Machine learning (ML), including deep learning, has recently gained tremendous popularity in a wide range of applications. However, like traditional software, ML applications are not immune to the bugs that result from programming errors. Explicit programming errors usually manifest through error messages and stack traces. These stack traces describe the chain of function calls that lead to an anomalous situation, or exception. Indeed, these exceptions may cross the entire software stack (including applications and libraries). Thus, studying the patterns in stack traces can help practitioners and researchers understand the causes of exceptions in ML applications and the challenges faced by ML developers. To that end, we mine Stack Overflow (SO) and study 11,449 stack traces related to seven popular Python ML libraries. First, we observe that ML questions that contain stack traces gain more popularity than questions without stack traces; however, they are less likely to get accepted answers.
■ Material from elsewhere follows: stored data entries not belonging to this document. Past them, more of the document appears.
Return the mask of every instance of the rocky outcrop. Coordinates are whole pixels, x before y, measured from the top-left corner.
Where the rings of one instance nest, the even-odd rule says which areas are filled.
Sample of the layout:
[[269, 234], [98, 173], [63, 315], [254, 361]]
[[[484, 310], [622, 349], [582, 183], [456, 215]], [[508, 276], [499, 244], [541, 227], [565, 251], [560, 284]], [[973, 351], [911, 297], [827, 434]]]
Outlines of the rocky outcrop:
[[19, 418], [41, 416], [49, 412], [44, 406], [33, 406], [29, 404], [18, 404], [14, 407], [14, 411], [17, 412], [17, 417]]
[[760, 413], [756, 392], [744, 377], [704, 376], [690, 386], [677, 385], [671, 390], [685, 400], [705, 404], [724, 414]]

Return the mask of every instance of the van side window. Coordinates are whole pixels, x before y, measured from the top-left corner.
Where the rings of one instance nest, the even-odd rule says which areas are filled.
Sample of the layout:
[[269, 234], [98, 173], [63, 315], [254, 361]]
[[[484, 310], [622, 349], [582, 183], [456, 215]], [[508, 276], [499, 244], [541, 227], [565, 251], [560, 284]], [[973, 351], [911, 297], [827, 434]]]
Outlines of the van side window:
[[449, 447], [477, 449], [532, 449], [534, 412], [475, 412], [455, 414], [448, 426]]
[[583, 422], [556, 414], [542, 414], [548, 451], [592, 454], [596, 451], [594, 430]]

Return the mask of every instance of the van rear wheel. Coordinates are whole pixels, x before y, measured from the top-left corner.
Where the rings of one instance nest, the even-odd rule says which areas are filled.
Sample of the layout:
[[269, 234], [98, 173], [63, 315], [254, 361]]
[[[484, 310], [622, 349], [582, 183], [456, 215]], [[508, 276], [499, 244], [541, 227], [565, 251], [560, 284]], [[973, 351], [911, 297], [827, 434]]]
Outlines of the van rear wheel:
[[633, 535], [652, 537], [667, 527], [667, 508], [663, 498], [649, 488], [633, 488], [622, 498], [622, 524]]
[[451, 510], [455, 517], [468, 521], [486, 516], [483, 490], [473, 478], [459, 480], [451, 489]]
Second, we observe that recurrent patterns exists in ML stack traces, even across different ML libraries, with a small portion of patterns covering many stack traces. Third, we derive five high-level categories and 25 low-level types from the stack trace patterns: most patterns are related to python basic syntax, model training, parallelization, data transformation, and subprocess invocation. Furthermore, the patterns related to subprocess invocation, external module execution, and remote API call are among the least likely to get accepted answers on SO. Our findings provide insights for researchers, ML library providers, and ML application developers to improve the quality of ML libraries and their applications.